Since the 2009-2010 season, the state has taxed NHL players $2,500 - with an annual cap of $7,500 - under a 'Professional Privilege Tax' each time they were on their club's playing roster for a game in Nashville.
The Players' Association believes this is unfair and possibly unconstitutional, saying a player making the league minimum would in fact lose money playing there and would be better off financially by not playing.
This tax first came to prominence when Detroit Red Wings defenseman Brian Rafalski criticized it, making a similar case to that noted above - that especially for NHL players on a minimum contract, the $2,500 tax (along with federal income tax, and escrow) could exceed the daily earnings for that game day.
There is a provision (PDF) in there to protect guys on two-way contracts who only spend a few days at the NHL level, and under the new CBA under which the NHL operates, the league reimburses the players in a bit of a financial circuit (since as J.R. Lind notes the revenues go to the arena operators in Memphis & Nashville, i.e. the NBA's Grizzlies and the NHL's Predators).
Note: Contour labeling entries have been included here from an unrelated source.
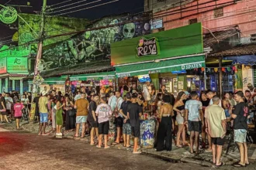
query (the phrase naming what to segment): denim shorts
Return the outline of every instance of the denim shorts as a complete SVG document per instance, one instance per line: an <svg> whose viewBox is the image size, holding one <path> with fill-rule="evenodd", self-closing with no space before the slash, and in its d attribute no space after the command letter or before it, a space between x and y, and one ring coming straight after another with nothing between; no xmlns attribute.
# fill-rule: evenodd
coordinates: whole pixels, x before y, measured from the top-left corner
<svg viewBox="0 0 256 170"><path fill-rule="evenodd" d="M132 134L132 128L130 124L123 124L123 134L130 135Z"/></svg>
<svg viewBox="0 0 256 170"><path fill-rule="evenodd" d="M86 123L86 122L87 122L87 116L77 116L75 119L76 124Z"/></svg>
<svg viewBox="0 0 256 170"><path fill-rule="evenodd" d="M245 129L235 129L234 141L235 142L244 143L246 142L246 135L247 131Z"/></svg>
<svg viewBox="0 0 256 170"><path fill-rule="evenodd" d="M48 114L40 113L40 123L47 123Z"/></svg>

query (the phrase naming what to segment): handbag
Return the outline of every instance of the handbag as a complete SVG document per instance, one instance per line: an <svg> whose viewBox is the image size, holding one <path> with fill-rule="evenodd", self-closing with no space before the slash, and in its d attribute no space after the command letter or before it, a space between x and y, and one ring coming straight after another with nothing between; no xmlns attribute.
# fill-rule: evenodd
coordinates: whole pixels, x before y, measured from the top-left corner
<svg viewBox="0 0 256 170"><path fill-rule="evenodd" d="M2 109L0 110L0 112L6 112L6 109Z"/></svg>
<svg viewBox="0 0 256 170"><path fill-rule="evenodd" d="M77 113L74 108L72 108L71 110L68 110L68 116L70 117L74 117L76 114Z"/></svg>

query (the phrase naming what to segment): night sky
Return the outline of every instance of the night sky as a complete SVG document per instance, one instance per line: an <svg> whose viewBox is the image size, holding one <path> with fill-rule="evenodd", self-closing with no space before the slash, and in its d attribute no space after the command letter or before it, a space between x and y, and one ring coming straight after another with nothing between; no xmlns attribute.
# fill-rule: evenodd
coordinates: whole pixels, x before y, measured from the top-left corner
<svg viewBox="0 0 256 170"><path fill-rule="evenodd" d="M27 5L27 2L30 2L31 7L26 7ZM52 5L66 2L67 0L47 0L47 5L50 6ZM67 5L71 3L78 2L83 1L81 3L77 3L72 5L66 6L64 8L59 8L63 5ZM51 15L63 14L65 12L74 12L78 9L83 9L85 8L92 7L95 5L99 5L103 3L112 2L114 0L72 0L66 3L62 3L59 5L54 5L50 8L52 9L50 12L57 12L62 9L67 9L68 8L72 8L74 6L91 3L89 5L77 7L75 8L65 10L61 12L56 12L50 14ZM88 19L89 20L94 20L100 19L103 16L118 15L121 13L129 12L129 13L137 13L144 11L144 0L119 0L118 2L114 2L104 5L99 5L95 8L85 9L80 12L72 12L66 14L61 16L69 16L74 18L82 18ZM32 13L36 14L37 12L40 12L41 7L43 5L43 0L1 0L0 4L5 5L8 2L8 5L25 5L25 7L16 7L18 12L22 13ZM54 9L54 8L59 8ZM54 8L54 9L53 9ZM10 29L12 27L12 29ZM8 42L11 41L12 36L17 32L18 25L12 24L12 26L8 26L2 23L0 21L0 43L4 45L9 45ZM16 45L16 42L10 42L13 45ZM1 48L0 44L0 48Z"/></svg>

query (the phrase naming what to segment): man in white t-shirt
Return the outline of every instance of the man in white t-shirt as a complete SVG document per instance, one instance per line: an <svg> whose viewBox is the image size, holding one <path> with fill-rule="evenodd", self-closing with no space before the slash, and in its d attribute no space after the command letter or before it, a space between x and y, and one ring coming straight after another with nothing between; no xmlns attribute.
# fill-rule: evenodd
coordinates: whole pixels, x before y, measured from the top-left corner
<svg viewBox="0 0 256 170"><path fill-rule="evenodd" d="M194 152L194 141L195 144L195 154L199 152L199 134L202 132L202 125L204 122L202 104L198 100L199 95L196 91L190 94L191 100L187 101L185 105L185 124L188 124L189 131L190 131L190 152Z"/></svg>
<svg viewBox="0 0 256 170"><path fill-rule="evenodd" d="M213 97L215 96L214 93L213 91L209 91L209 92L207 93L206 96L207 96L207 98L209 99L209 106L213 105ZM218 105L220 107L222 107L221 100L220 100L220 103L219 103Z"/></svg>

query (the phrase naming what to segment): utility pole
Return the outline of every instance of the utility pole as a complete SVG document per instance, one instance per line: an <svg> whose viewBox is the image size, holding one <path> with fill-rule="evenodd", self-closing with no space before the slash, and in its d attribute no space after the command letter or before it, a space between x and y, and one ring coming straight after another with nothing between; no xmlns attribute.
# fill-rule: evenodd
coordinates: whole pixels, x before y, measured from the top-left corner
<svg viewBox="0 0 256 170"><path fill-rule="evenodd" d="M33 93L36 95L38 91L39 85L40 84L40 71L38 70L39 63L42 58L43 54L43 34L44 34L44 26L45 26L45 16L46 16L46 8L47 8L47 0L43 0L43 7L42 7L42 14L41 14L41 23L40 23L40 32L39 33L39 42L37 46L37 53L34 68L34 78L33 78Z"/></svg>
<svg viewBox="0 0 256 170"><path fill-rule="evenodd" d="M46 8L47 8L47 0L43 0L43 7L42 7L42 14L41 14L41 23L40 23L40 32L39 33L39 42L37 46L37 53L35 63L35 68L34 68L34 77L33 77L33 97L36 97L38 92L38 87L41 82L41 76L40 75L40 71L38 70L39 63L42 58L43 54L43 35L44 35L44 26L45 26L45 19L46 19ZM33 123L35 119L35 116L32 116L30 117L30 123Z"/></svg>

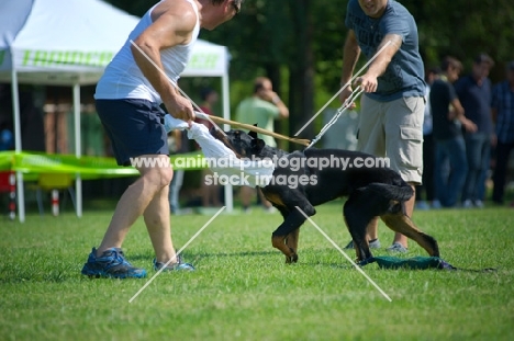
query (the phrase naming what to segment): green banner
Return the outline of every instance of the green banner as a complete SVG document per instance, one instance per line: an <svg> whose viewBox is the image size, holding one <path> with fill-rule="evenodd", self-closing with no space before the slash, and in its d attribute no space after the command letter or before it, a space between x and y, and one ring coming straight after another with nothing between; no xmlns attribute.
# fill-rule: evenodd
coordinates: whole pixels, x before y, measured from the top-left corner
<svg viewBox="0 0 514 341"><path fill-rule="evenodd" d="M199 152L172 155L169 164L176 170L205 168ZM138 175L134 167L121 167L114 158L77 158L74 155L49 155L43 152L0 151L0 171L12 170L25 174L65 173L80 174L81 179L119 178Z"/></svg>

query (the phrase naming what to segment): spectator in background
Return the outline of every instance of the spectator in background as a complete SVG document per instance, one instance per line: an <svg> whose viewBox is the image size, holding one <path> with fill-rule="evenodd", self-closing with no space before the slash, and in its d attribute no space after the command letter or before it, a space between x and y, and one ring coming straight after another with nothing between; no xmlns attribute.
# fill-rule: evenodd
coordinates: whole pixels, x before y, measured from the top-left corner
<svg viewBox="0 0 514 341"><path fill-rule="evenodd" d="M203 113L208 115L214 115L213 106L219 100L219 94L214 89L211 88L203 88L200 91L200 98L202 103L200 104L200 109ZM209 129L212 128L212 123L208 120L202 120L197 117L194 120L197 123L204 124ZM200 184L201 193L202 193L202 206L203 207L219 207L221 206L220 202L220 189L221 186L217 184L206 184L205 177L213 175L213 172L206 168L202 170L202 181Z"/></svg>
<svg viewBox="0 0 514 341"><path fill-rule="evenodd" d="M462 207L483 207L492 139L491 80L494 61L487 54L477 56L470 75L455 83L455 90L466 116L477 125L476 132L465 132L468 173L462 190Z"/></svg>
<svg viewBox="0 0 514 341"><path fill-rule="evenodd" d="M506 80L493 88L491 113L495 128L496 166L493 174L492 200L503 204L509 157L514 148L514 60L509 62Z"/></svg>
<svg viewBox="0 0 514 341"><path fill-rule="evenodd" d="M425 114L423 117L423 177L422 184L416 186L416 208L428 209L428 203L432 203L434 196L434 138L433 138L433 122L432 122L432 107L429 103L431 86L440 73L439 68L431 68L425 76ZM425 200L422 198L425 192ZM435 207L437 208L437 207Z"/></svg>
<svg viewBox="0 0 514 341"><path fill-rule="evenodd" d="M461 126L469 132L477 130L477 126L466 118L452 86L462 70L462 64L456 58L446 57L440 69L443 73L432 84L429 95L436 149L434 204L452 207L460 196L468 171Z"/></svg>
<svg viewBox="0 0 514 341"><path fill-rule="evenodd" d="M14 135L8 128L7 124L0 124L0 151L14 148Z"/></svg>
<svg viewBox="0 0 514 341"><path fill-rule="evenodd" d="M288 118L289 109L273 91L271 80L266 77L258 77L254 82L254 94L243 100L236 109L236 121L246 124L257 124L266 130L275 132L275 120ZM268 135L260 135L266 145L277 147L275 138ZM249 186L241 186L241 201L243 211L247 212L250 206L254 190ZM269 203L257 190L260 201L268 212L273 212Z"/></svg>

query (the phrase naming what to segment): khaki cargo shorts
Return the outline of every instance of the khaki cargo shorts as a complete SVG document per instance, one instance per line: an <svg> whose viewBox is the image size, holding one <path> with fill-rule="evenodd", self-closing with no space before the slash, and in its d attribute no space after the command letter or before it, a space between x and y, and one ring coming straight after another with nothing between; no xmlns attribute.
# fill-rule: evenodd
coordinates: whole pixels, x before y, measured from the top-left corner
<svg viewBox="0 0 514 341"><path fill-rule="evenodd" d="M389 158L404 181L421 184L424 98L378 102L364 95L360 105L357 150Z"/></svg>

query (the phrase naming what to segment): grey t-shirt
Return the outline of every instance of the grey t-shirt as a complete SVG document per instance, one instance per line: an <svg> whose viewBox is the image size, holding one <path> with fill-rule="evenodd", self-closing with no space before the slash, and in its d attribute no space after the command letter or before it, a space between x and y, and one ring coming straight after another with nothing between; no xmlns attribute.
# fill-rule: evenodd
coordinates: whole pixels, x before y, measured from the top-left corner
<svg viewBox="0 0 514 341"><path fill-rule="evenodd" d="M386 72L378 78L378 89L366 95L380 102L402 96L423 96L425 70L418 50L417 26L411 13L399 2L389 0L381 18L372 19L357 0L348 1L345 24L356 34L362 54L372 58L387 34L402 37L402 46L393 56Z"/></svg>

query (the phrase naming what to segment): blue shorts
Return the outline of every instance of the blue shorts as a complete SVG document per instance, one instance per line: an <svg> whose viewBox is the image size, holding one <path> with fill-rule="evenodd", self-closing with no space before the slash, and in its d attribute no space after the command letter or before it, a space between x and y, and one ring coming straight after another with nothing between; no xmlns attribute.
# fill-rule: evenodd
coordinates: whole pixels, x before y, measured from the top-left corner
<svg viewBox="0 0 514 341"><path fill-rule="evenodd" d="M169 155L163 109L147 100L96 100L97 112L120 166L142 155Z"/></svg>

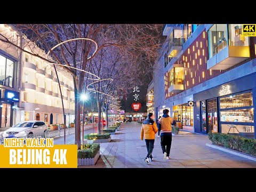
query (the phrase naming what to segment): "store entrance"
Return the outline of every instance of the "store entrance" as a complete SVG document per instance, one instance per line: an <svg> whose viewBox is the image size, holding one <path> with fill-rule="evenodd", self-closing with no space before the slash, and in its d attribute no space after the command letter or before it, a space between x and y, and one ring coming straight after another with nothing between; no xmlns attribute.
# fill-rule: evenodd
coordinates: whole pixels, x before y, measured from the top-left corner
<svg viewBox="0 0 256 192"><path fill-rule="evenodd" d="M3 103L1 127L9 127L11 122L11 105Z"/></svg>

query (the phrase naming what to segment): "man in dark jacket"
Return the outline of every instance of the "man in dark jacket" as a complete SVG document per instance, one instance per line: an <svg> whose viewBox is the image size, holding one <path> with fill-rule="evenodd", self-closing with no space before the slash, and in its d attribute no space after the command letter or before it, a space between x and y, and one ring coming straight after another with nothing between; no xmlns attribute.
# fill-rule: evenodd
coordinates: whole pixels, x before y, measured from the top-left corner
<svg viewBox="0 0 256 192"><path fill-rule="evenodd" d="M161 147L164 154L164 159L170 159L169 155L172 145L172 124L173 119L168 115L169 110L164 109L163 116L158 120L158 124L161 127Z"/></svg>

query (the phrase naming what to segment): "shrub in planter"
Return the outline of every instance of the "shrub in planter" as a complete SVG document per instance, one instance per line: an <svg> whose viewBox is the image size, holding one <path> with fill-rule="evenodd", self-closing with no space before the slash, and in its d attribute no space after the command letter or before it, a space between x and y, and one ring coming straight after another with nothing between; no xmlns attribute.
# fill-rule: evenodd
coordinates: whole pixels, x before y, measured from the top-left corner
<svg viewBox="0 0 256 192"><path fill-rule="evenodd" d="M209 133L213 144L256 156L256 139L224 133Z"/></svg>
<svg viewBox="0 0 256 192"><path fill-rule="evenodd" d="M108 127L108 129L117 129L117 127L117 127L117 126L110 126L110 127Z"/></svg>
<svg viewBox="0 0 256 192"><path fill-rule="evenodd" d="M77 150L77 158L93 158L99 150L99 143L84 145L83 149Z"/></svg>
<svg viewBox="0 0 256 192"><path fill-rule="evenodd" d="M116 131L116 129L114 128L109 129L108 130L103 129L103 133L113 133Z"/></svg>
<svg viewBox="0 0 256 192"><path fill-rule="evenodd" d="M97 134L97 133L90 133L84 135L84 139L87 140L95 140L95 139L109 139L110 137L110 133Z"/></svg>
<svg viewBox="0 0 256 192"><path fill-rule="evenodd" d="M173 127L172 129L172 132L173 134L179 134L179 127Z"/></svg>

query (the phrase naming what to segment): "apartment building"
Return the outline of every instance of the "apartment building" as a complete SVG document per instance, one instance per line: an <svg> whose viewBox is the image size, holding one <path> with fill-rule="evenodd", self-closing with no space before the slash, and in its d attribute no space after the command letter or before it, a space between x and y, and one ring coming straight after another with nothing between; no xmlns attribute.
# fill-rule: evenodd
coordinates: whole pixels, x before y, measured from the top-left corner
<svg viewBox="0 0 256 192"><path fill-rule="evenodd" d="M242 29L165 25L154 71L156 116L167 108L184 130L255 138L256 38Z"/></svg>
<svg viewBox="0 0 256 192"><path fill-rule="evenodd" d="M1 27L9 28L10 26L2 25ZM22 36L22 38L20 37L20 36ZM18 36L19 36L19 43L24 46L25 50L31 52L33 47L33 52L45 58L44 51L30 42L24 34L19 34ZM7 93L4 94L1 99L3 100L1 101L3 103L2 122L3 120L6 122L3 119L6 119L4 116L6 116L7 122L10 123L5 123L5 125L1 123L1 127L11 126L21 121L29 120L43 121L47 125L63 123L60 92L53 67L43 59L17 49L15 51L19 54L14 55L15 57L10 57L10 49L4 50L4 44L0 46L0 54L2 57L6 57L6 71L9 72L6 73L5 84L2 85L5 88L5 92L7 90ZM5 46L10 46L9 45ZM8 68L10 62L9 60L14 62L14 72L12 72ZM2 62L1 65L2 63L3 63ZM16 78L12 78L12 76L9 75L11 73L10 71L14 73L12 76ZM65 70L59 70L58 74L64 102L66 123L68 125L74 122L75 119L75 94L73 78L70 74ZM8 76L6 77L6 75ZM7 79L8 81L6 80ZM13 85L13 88L12 88L11 83L15 85L15 87ZM8 89L6 88L7 86ZM6 96L5 97L5 95ZM8 97L8 95L10 97ZM4 102L6 102L6 105ZM7 109L7 110L5 108Z"/></svg>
How might this impact the Preds?
For the players, things are a wash today since the league reimburses them for the expense, but the lawsuit could allow them to recover taxes from previous seasons. For the Predators, a back-of-the-napkin guess could cause the team to lose slightly more than a couple million in revenues generated by the tax (figure 20-22 players apiece for each visiting team, at $2500 for each of 41 home games). That's an absurdly rough estimate, so take it with the appropriate sized grain of salt.